The key lies in the effect that the disharmony achieves. Let me pose these questions: What is your eye drawn to? What stands out? What is most important? What fades away, and why?
Sometimes in life we just want to fade away into the background. We all have our reasons … a wardrobe malfunction, a quick quip best forgotten , a disappointing cut and colour! As beautiful as this model is, there is no escaping the eye-wrenching RED of the necklace. Our attention simply cannot escape it; so much so that everything else seems almost bland and faded by comparison. Even when our eye wanders for a split second, our gaze is pulled back yet again- the red of the necklace is mirrored by the colour (and shape) of the models lips – not a coincidence I am sure!
And that’s the point! We focus on the place of disharmony for a reason – the necklace is for sale and the photographer has used colour disharmony to ensure our attention remains focused on an object which we may otherwise have missed.
Colour disharmony is used in fashion, art and design all the time. We see it on the catwalk, in advertising material, in promos for cosmetics and in magazine images. Sometimes (I’ll clarify that…most often) it’s just a horrendous mistake, but at other times (as seen in the image above) it’s cleverly used to focus our attention on what the wearer/photographer/art director/artist/actor considers most important.
Used in context and with intent, colour disharmony can be a powerful tool.
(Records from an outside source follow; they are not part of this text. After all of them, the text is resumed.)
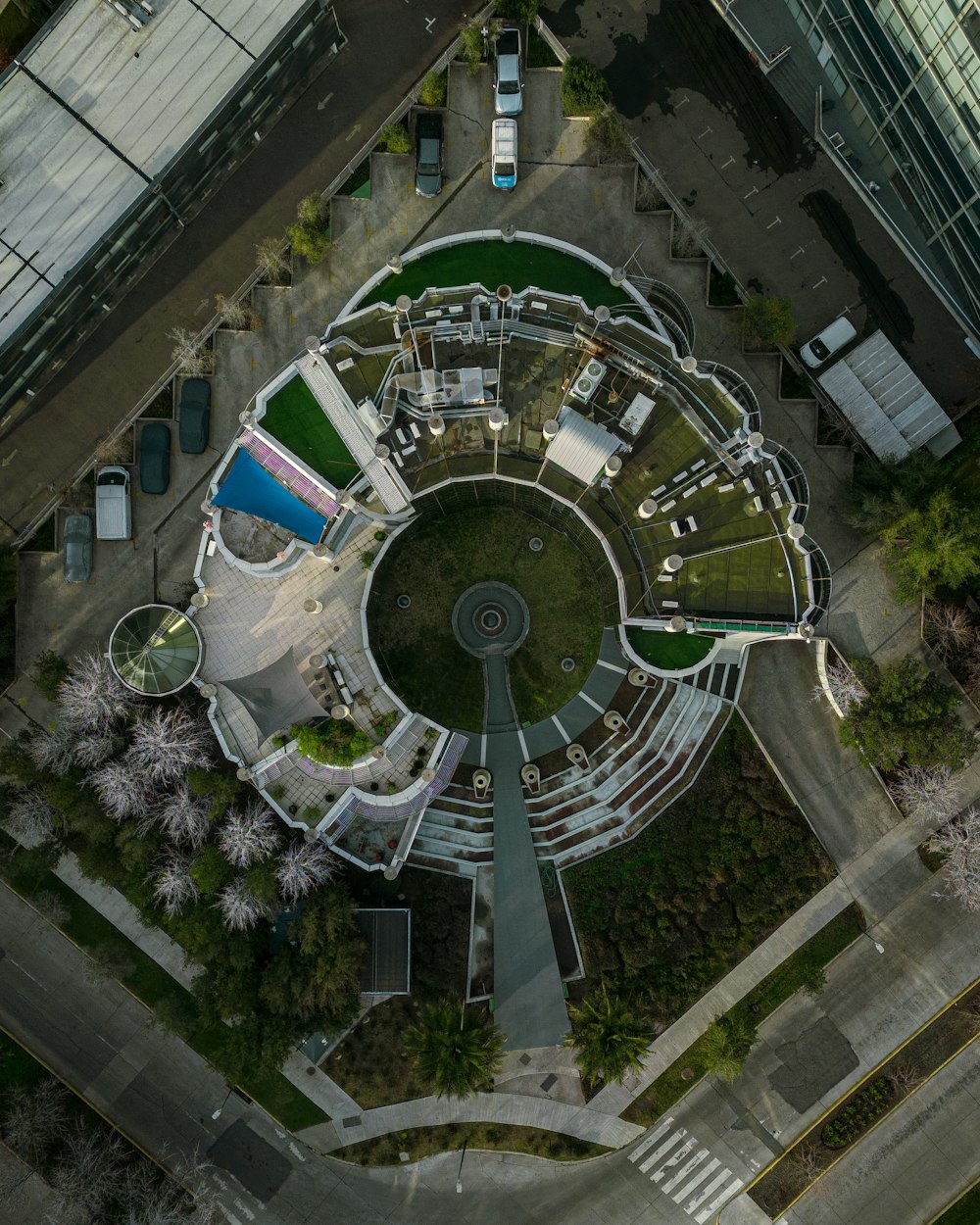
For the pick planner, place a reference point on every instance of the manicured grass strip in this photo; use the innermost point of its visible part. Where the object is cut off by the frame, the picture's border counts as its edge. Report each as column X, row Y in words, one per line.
column 294, row 416
column 669, row 651
column 517, row 265
column 803, row 968
column 964, row 1211
column 155, row 988
column 421, row 1142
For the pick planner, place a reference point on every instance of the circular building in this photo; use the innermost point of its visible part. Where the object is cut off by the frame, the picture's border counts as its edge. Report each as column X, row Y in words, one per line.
column 155, row 650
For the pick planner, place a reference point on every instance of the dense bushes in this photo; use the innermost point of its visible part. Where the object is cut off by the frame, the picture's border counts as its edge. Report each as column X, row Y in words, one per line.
column 873, row 1102
column 662, row 917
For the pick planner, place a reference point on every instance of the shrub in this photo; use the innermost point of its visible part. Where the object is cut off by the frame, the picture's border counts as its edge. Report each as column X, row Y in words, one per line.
column 871, row 1103
column 309, row 234
column 332, row 743
column 395, row 138
column 432, row 92
column 767, row 323
column 49, row 671
column 583, row 87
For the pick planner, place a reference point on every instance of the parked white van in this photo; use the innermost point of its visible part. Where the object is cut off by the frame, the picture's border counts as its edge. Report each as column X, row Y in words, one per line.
column 113, row 509
column 504, row 153
column 829, row 341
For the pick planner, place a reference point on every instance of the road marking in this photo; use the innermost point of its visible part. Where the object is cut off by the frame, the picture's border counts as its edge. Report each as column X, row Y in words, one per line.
column 715, row 1204
column 664, row 1148
column 650, row 1138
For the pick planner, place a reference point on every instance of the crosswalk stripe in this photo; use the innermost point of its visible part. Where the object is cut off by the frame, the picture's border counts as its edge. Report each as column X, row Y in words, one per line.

A number of years ago I had a client who was an actor. He was a 12-Tone Soft Autumn, and was struggling to win the sort of roles that he was auditioning for. Typically, as is the case for many men pre-PCA, his wardrobe consisted of black and white with shots of royal blue and red. During the consultation it became very clear, very early on, that the True Winter colours that he typically dressed in were totally overwhelming him and that any director or casting agent would be hard-pressed to even notice him under the high voltage chroma of a the True Winter palette. This was a breakthrough insight for him! Not only could disharmony ruin his chances of a successful audition, but it could also ENHANCE his chances depending on the role he was trying out for.
My actor-client learnt that by understanding his personal colour harmony he could anticipate and dress according to the visual demands of the character in question, and in turn enhance his chances of winning the role. Post-PCA he had the skills to make himself look strong and reliable (as for a policeman or firefighter), wan and unwell (where the role was for someone battling illness or addiction), naive and lacking in confidence (for a “fish out of water” part), eccentric and impulsive (for a comedy turn), over-confident and brazen (where his character was someone “on the take” or “on the make”), composed and competent (for a role as a capable professional) or reassuring and caring (when portraying a devoted lover or parent or carer).
The point is that both colour harmony and disharmony are “valid” – neither is inherently good or bad. But, and here is the qualifier, depending on the outcome you want, or the effect you wish to achieve, choosing colour with knowledge, insight and care will help you to focus attention where YOU want it.
Now that is powerful knowledge to have.